There is an overload of information on the web, in magazines, on television and from self-proclaimed health professionals out there that it is hard to know what to believe and what to follow. The mountain of contradictions frustrates me. One “health and fitness” (read diet nut) website will say don’t eat any carbohydrates or do any cardio exercise. Another will say fill up on wholegrains and run your little butt off. *sigh*
I am a student of the Keep-It-Simple and Everything-In-Moderation schools and that seems to work for me. The last six months of my life have been about finding a balance and focusing on what my body needs.
- Eat 4 different vegetables every day. Preferably different, rich colours too. Why not get the maximum nutrients you can every day? Mix up your vegetables throughout the week too.
- Move every day. It doesn’t have to be a lot or high impact, but make sure you move that body every day. Walk, bike, yoga, dance, skate, run, skip or row. Every day for at least 20 minutes.
- Only eat when hungry. It took me a while to get used to this. We tend to eat when it’s “lunch time” or when dinner is served, but if you’re not hungry, why eat? Don’t leave it until you’re famished, but wait to hear that little hungry signal before you eat something else. I tend to eat breakfast, lunch and dinner with two snacks in between.
- Make the right choices 80% of the time. This really is about maintaining balance. I hate the word diet with a passion (as most people do). It’s about choosing healthy, fresh foods over the sugary, processed ones MOST of the time. I mean, if you never let yourself have that scoop of ice-cream, you’ll eventually end up going crazy and eating seven tubs of the stuff. Relax 10 – 20% of the time and allow yourself a few treats.
- Limit alcohol and caffeine. I know, I know. A glass of vino or a coffee in the morning is fine (and lovely), but alcohol is empty calories and a lot of them. Both drinks dehydrate the crap out of you too, so make sure you substitute them for water every now and then.

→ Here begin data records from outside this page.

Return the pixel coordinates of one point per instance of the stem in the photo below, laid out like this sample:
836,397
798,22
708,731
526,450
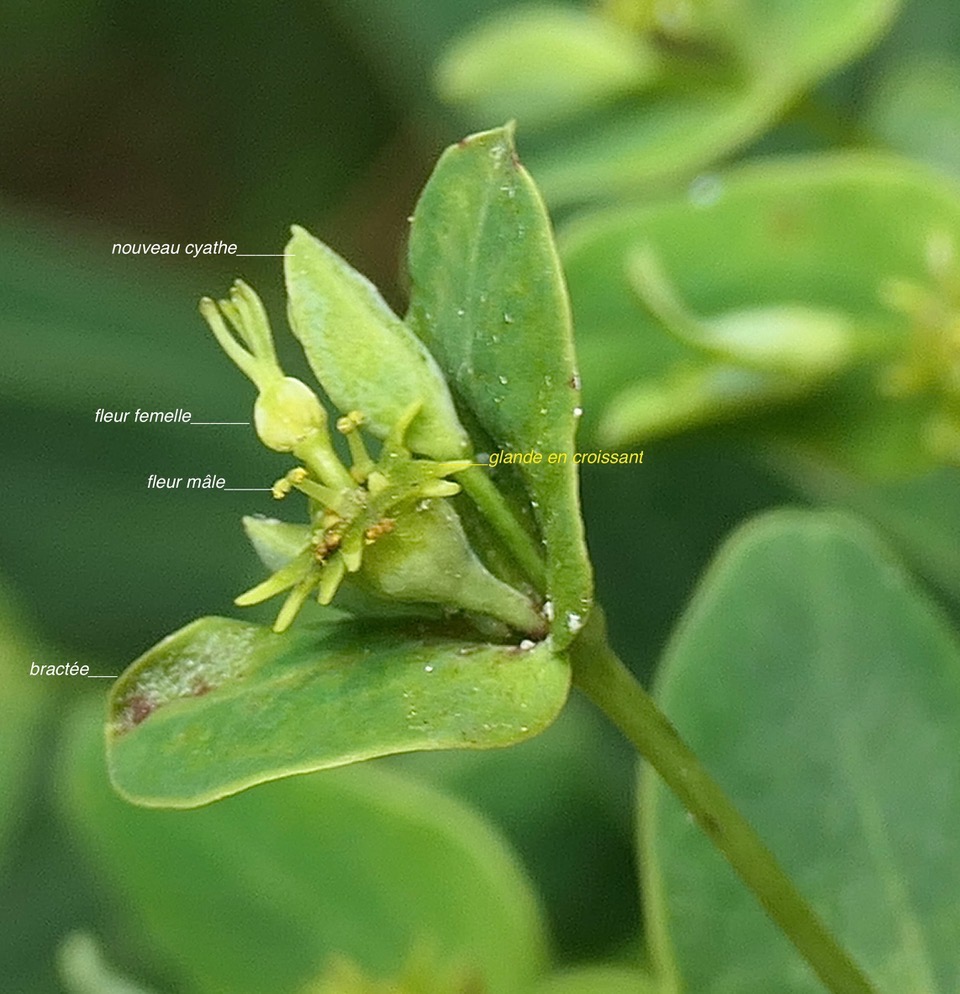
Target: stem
496,510
609,684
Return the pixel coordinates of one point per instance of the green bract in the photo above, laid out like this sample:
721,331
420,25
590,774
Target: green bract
476,594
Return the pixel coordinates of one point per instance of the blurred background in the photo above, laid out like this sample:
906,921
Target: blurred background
192,122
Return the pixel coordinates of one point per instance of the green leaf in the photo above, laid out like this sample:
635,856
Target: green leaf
920,515
721,83
259,892
598,980
541,64
364,356
23,708
822,690
830,235
222,705
83,969
489,301
915,109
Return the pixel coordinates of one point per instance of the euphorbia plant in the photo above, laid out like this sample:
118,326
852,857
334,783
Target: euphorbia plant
455,600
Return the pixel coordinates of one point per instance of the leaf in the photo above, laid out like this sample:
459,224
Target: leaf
829,234
915,109
489,301
920,515
222,705
598,980
83,969
722,80
259,892
364,356
822,690
540,64
23,707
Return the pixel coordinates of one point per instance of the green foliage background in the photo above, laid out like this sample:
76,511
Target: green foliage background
180,122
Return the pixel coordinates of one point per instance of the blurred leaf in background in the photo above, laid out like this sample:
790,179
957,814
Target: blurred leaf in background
822,689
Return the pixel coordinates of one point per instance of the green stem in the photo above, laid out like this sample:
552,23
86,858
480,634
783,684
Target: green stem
609,684
496,510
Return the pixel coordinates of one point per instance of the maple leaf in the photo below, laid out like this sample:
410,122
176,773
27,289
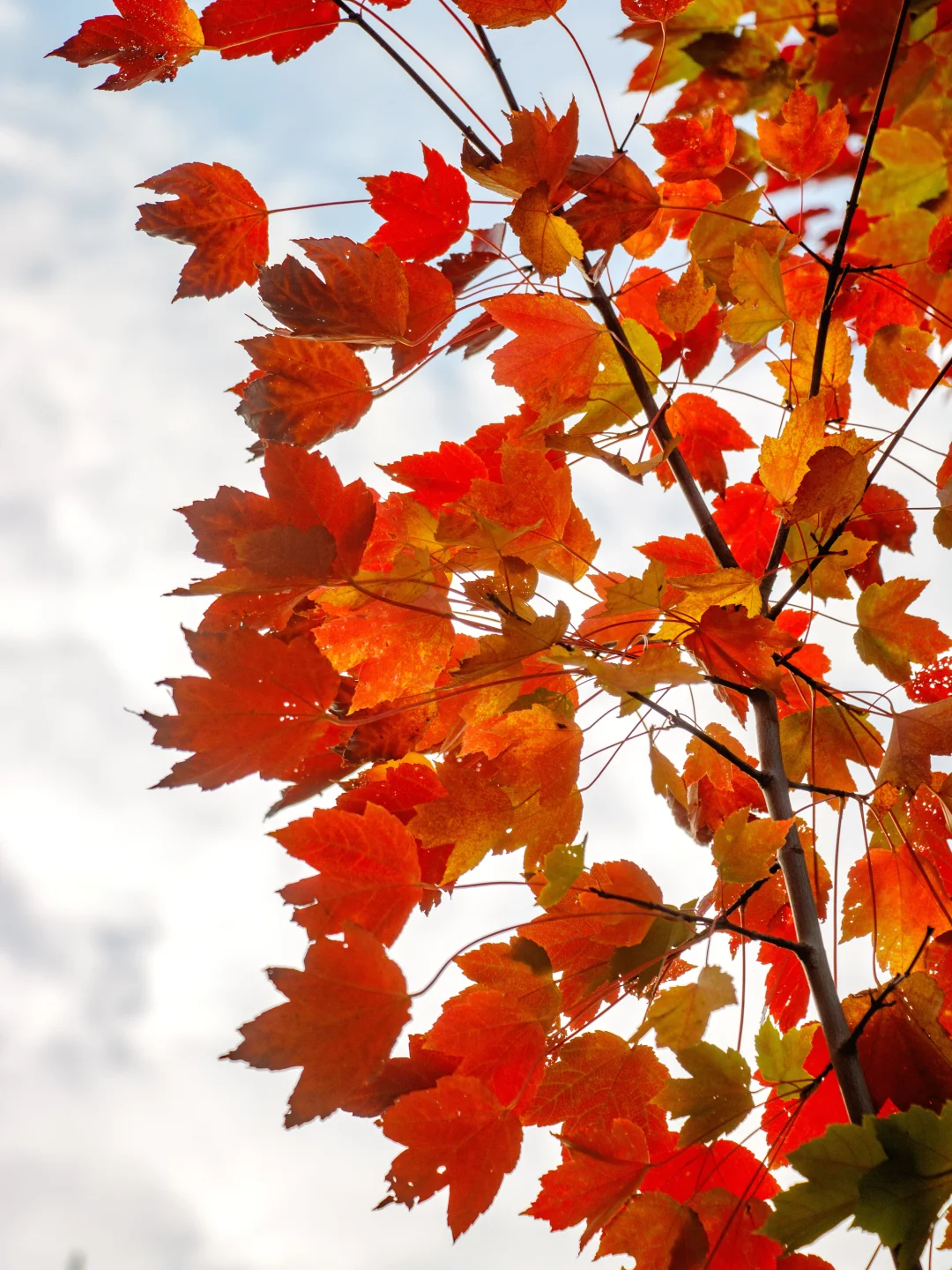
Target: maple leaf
221,215
369,870
263,709
807,141
933,684
555,355
716,1095
891,1175
473,817
152,40
287,28
758,285
658,1231
362,299
896,362
430,305
539,153
683,308
746,516
734,1229
680,1015
905,1052
703,430
818,744
889,638
439,476
913,169
423,216
796,375
547,240
499,1038
457,1136
941,247
654,11
746,848
420,1070
343,1015
306,392
906,898
695,147
310,528
372,641
917,735
509,13
691,554
594,1181
619,201
739,648
596,1080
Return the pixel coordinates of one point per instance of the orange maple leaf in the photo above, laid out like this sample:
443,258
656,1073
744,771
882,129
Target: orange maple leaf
509,13
423,216
695,147
363,296
263,709
458,1136
311,527
617,201
807,143
555,357
221,215
152,40
703,430
369,870
287,28
305,392
340,1021
597,1177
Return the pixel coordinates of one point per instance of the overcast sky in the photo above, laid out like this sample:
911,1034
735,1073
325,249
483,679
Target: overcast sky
135,925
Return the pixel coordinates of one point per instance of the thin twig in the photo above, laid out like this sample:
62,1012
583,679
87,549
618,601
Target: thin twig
471,136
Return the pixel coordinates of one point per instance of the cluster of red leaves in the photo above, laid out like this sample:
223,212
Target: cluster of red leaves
397,646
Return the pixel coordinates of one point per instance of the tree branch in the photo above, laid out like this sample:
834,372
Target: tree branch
657,417
807,921
836,273
471,136
512,101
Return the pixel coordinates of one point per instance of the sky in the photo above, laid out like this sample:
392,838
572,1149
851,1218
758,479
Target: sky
135,923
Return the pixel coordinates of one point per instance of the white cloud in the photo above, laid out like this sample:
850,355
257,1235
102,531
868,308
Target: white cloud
133,925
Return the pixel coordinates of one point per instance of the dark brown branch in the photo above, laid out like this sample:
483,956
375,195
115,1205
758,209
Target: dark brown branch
657,418
512,101
876,1004
712,923
807,921
681,721
836,274
471,136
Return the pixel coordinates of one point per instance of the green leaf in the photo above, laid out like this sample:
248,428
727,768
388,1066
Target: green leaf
781,1058
716,1096
639,966
900,1198
834,1165
562,866
680,1015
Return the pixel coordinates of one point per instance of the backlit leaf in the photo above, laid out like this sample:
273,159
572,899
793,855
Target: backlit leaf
889,638
221,215
343,1015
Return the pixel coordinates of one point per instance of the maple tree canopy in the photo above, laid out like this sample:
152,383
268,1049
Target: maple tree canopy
429,666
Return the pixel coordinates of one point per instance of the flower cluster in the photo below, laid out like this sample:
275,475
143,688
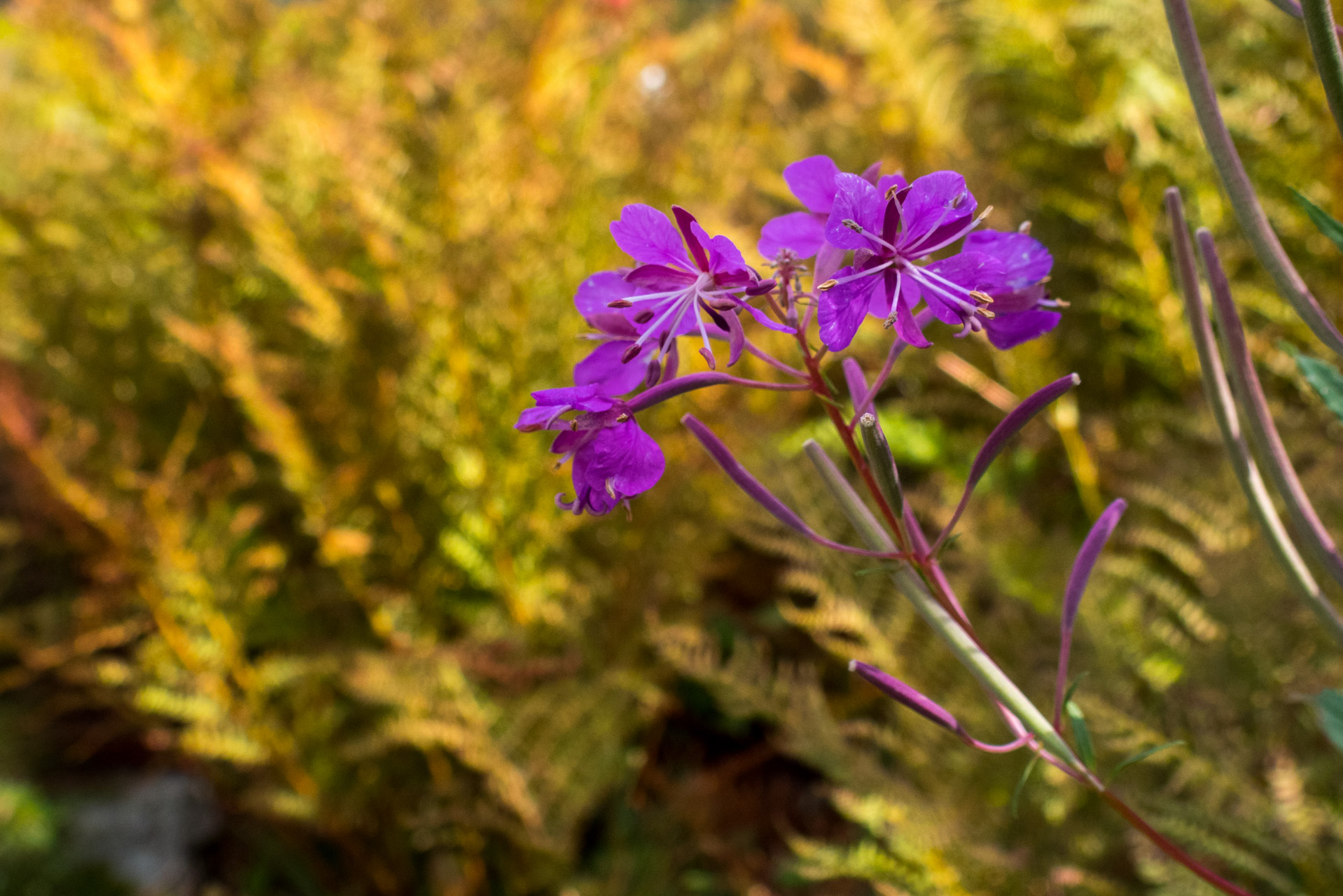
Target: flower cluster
898,238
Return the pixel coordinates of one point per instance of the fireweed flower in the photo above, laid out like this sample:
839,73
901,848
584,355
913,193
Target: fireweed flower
892,230
677,296
1018,302
613,458
803,232
606,367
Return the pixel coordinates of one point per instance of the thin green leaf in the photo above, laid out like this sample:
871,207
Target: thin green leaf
1325,379
1080,734
1068,697
1328,710
1021,783
1138,757
1322,219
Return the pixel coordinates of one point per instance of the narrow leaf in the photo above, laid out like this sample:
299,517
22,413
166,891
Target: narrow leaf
1021,783
1010,425
1081,734
1139,757
1325,379
1328,710
1083,566
882,463
758,492
900,692
856,382
1323,220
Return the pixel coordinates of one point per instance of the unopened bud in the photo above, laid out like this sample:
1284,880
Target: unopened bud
655,371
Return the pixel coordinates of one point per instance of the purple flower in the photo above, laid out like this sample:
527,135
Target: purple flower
889,232
613,458
1020,298
803,232
605,365
674,296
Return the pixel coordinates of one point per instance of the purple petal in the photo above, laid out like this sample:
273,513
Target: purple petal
765,320
829,260
971,270
856,200
737,339
933,200
813,182
856,382
693,234
657,279
648,237
621,458
896,181
605,368
598,290
842,308
536,418
1013,328
899,691
802,232
1024,258
724,257
1083,566
586,398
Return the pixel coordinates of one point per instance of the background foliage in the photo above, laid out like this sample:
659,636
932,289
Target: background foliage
276,281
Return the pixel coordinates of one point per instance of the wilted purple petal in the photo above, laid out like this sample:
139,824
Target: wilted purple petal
801,232
933,200
649,237
1010,425
1024,258
605,368
615,464
1083,566
856,200
1009,330
899,691
813,182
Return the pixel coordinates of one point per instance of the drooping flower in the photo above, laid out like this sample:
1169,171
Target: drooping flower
676,296
1020,301
614,460
891,232
803,232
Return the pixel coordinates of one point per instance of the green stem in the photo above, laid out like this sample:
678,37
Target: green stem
1237,183
1325,46
1218,391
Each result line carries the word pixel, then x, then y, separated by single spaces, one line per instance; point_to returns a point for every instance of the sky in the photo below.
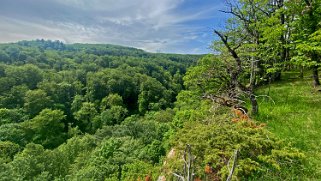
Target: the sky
pixel 167 26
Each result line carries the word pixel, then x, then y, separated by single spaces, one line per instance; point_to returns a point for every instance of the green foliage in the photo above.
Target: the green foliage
pixel 47 128
pixel 214 141
pixel 35 101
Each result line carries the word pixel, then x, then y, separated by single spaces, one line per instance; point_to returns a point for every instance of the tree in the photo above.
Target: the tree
pixel 48 128
pixel 85 116
pixel 35 101
pixel 306 35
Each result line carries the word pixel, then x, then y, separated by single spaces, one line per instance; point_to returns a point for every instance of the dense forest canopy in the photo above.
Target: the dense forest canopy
pixel 108 112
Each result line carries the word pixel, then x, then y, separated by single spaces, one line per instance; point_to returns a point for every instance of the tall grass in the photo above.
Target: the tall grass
pixel 292 111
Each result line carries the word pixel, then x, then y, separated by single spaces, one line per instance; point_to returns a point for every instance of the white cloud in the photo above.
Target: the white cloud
pixel 153 25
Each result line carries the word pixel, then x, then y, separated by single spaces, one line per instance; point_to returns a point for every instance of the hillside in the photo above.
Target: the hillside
pixel 292 113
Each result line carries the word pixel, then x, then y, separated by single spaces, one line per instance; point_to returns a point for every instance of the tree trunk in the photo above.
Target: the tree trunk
pixel 301 72
pixel 254 104
pixel 315 72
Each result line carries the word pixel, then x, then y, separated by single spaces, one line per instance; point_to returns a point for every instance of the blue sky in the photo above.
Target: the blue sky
pixel 173 26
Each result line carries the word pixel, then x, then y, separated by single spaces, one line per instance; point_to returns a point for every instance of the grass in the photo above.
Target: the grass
pixel 292 111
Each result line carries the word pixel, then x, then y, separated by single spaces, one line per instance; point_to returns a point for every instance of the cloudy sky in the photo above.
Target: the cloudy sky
pixel 176 26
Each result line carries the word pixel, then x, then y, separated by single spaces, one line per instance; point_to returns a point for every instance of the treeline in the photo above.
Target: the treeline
pixel 262 39
pixel 51 92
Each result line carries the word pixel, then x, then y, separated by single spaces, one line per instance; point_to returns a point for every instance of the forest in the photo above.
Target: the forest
pixel 247 111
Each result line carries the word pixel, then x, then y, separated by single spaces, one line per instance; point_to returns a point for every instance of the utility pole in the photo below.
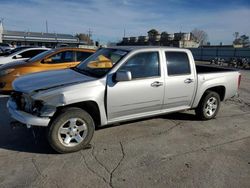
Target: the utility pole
pixel 90 32
pixel 124 33
pixel 47 30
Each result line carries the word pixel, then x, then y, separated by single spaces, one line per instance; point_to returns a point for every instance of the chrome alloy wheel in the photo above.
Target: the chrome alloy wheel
pixel 211 106
pixel 72 132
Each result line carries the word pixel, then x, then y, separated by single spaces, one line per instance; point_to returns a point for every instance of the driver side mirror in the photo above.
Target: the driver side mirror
pixel 123 76
pixel 48 60
pixel 17 56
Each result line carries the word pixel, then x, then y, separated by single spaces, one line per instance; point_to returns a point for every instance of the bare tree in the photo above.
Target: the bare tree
pixel 200 36
pixel 242 40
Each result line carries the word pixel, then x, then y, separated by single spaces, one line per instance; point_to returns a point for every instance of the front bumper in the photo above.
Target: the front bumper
pixel 25 117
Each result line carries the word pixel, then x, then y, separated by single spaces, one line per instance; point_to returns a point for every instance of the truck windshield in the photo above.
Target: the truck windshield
pixel 101 62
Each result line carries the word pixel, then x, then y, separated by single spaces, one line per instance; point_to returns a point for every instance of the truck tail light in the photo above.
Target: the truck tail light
pixel 239 79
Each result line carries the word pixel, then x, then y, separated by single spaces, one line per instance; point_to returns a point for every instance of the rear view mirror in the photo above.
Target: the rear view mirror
pixel 48 60
pixel 123 76
pixel 101 63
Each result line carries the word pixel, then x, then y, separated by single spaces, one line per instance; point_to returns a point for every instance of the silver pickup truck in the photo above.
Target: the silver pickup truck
pixel 118 84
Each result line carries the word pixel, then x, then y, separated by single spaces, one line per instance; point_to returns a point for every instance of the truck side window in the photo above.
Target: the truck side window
pixel 177 63
pixel 143 65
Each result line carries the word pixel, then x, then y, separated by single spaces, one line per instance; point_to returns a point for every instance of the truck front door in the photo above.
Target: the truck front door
pixel 180 80
pixel 141 95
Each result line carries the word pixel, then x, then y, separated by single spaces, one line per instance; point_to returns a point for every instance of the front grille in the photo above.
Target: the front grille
pixel 17 98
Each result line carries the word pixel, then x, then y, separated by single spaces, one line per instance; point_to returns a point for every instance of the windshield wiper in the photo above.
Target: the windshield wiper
pixel 82 71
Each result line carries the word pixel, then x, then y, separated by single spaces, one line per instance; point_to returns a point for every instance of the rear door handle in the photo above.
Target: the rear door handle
pixel 156 84
pixel 188 80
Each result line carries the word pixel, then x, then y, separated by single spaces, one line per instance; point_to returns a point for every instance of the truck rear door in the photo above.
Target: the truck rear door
pixel 180 80
pixel 143 94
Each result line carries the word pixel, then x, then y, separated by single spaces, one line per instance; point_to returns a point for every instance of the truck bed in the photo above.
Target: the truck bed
pixel 212 69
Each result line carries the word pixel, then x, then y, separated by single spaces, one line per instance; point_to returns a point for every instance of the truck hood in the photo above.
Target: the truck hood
pixel 48 80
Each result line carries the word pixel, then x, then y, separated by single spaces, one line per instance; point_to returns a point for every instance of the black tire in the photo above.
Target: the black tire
pixel 63 119
pixel 203 107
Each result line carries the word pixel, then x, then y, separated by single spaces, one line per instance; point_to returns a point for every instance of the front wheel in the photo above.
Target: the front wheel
pixel 71 131
pixel 208 106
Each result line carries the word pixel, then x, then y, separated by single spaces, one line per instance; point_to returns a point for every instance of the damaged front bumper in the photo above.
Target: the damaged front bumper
pixel 26 118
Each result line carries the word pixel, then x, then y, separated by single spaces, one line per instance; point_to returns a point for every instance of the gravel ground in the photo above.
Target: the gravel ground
pixel 174 150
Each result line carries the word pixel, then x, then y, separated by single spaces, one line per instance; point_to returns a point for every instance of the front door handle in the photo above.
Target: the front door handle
pixel 188 80
pixel 156 84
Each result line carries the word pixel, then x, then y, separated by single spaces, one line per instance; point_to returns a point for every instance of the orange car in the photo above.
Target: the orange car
pixel 59 58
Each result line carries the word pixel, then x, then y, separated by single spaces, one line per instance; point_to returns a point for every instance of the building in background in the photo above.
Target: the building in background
pixel 20 38
pixel 181 40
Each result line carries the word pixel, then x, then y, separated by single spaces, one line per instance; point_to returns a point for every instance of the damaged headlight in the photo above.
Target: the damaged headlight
pixel 6 71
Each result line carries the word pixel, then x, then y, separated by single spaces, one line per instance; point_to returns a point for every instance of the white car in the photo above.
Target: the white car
pixel 23 55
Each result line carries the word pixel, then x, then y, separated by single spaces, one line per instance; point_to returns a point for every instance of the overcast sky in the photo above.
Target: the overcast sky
pixel 108 18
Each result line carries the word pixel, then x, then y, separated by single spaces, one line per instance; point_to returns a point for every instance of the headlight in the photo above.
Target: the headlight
pixel 5 72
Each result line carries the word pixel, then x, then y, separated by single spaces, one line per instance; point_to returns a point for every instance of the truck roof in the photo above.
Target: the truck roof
pixel 130 48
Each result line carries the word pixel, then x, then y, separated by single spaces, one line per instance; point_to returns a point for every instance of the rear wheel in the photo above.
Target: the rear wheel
pixel 208 106
pixel 71 131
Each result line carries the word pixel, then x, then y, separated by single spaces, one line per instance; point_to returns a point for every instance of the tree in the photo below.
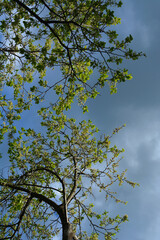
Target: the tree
pixel 44 191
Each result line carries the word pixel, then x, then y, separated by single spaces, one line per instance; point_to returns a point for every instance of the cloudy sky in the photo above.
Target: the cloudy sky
pixel 137 103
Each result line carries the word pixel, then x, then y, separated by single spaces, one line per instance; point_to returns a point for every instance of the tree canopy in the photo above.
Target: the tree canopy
pixel 50 185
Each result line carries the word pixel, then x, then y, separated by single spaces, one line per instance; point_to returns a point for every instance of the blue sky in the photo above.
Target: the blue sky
pixel 137 103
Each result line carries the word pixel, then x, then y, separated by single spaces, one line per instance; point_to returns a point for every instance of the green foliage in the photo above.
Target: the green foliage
pixel 45 188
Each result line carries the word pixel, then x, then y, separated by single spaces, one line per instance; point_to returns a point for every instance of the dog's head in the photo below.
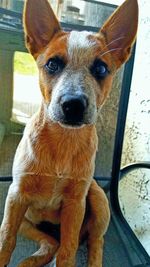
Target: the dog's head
pixel 77 68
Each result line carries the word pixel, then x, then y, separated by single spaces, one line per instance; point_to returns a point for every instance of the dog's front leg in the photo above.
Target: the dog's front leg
pixel 13 214
pixel 71 220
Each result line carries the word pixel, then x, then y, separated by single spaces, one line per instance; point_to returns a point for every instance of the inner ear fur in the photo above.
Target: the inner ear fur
pixel 40 25
pixel 120 31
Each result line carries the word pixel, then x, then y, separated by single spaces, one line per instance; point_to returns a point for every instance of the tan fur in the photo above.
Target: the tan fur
pixel 54 165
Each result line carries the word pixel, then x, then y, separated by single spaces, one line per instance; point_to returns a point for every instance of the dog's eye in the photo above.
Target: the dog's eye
pixel 99 69
pixel 54 65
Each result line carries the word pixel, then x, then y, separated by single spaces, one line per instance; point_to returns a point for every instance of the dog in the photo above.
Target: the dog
pixel 54 162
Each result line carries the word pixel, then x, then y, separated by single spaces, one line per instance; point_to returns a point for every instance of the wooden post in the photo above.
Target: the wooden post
pixel 6 85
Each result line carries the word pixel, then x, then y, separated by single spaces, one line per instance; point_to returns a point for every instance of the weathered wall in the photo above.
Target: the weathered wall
pixel 135 188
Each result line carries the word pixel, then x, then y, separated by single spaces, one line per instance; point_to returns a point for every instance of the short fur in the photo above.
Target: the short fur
pixel 54 162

- Include strength work into your exercise. Most women are scared of bulky, large muscles and therefore avoid weight training to focus on burning calories with cardio exercise. The truth is that you want to transform that fat into lean muscle to boost your metabolism and burn more fat more efficiently. Start off lightly and ask a trainer to assist you with exercises to try.
- Learn to love cooking. I used to be a very lazy cook. I would jut throw a chicken breast with a can of some kind of simmer sauce and a few vegies and call it dinner. Now I concentrate on making as many things from scratch as possible. This way I control the sugar and oil levels and start with a base of fresh food. When you have the time, investigate new healthy recipes and testing different herb and spice combinations. No time? Cook up a bunch of meals on the weekend and freeze them for weeknight dinners.
- Listen to your joints and muscles. My boyfriend is terrible at this (you know you are T!). He’ll have a sore back and keep pumping heavy weights, ignoring the pain until it becomes so bad that he can barely move without wincing. Stretch often. Yoga classes are great, but if that’s not your thing, stretch by yourself. Make sure you target all your main muscle groups to avoid any pain or cramping. Also regular visits to an osteopath, chiropractor and/or massage therapist do wonders.
- Stop eating when full. Self explanatory, no? I was always brought up to eat everything on my plate, it was considered rude if you didn’t (or, even worse, you wouldn’t get dessert). But servings at restaurants these days are enormous and a much larger serving than most of us need. My aunt throws her serviette over her plate when she is full so she doesn’t keep picking at the rest of her meal.
- Be grateful. When you are feeling healthy and energetic – be grateful for it. Every time I get sick I pine for the days when I felt healthy and realise that I always take it for granted. If your legs are okay – run. If you’re cold-free, take a walk and take big breaths of the fresh air. Don’t take your health for granted.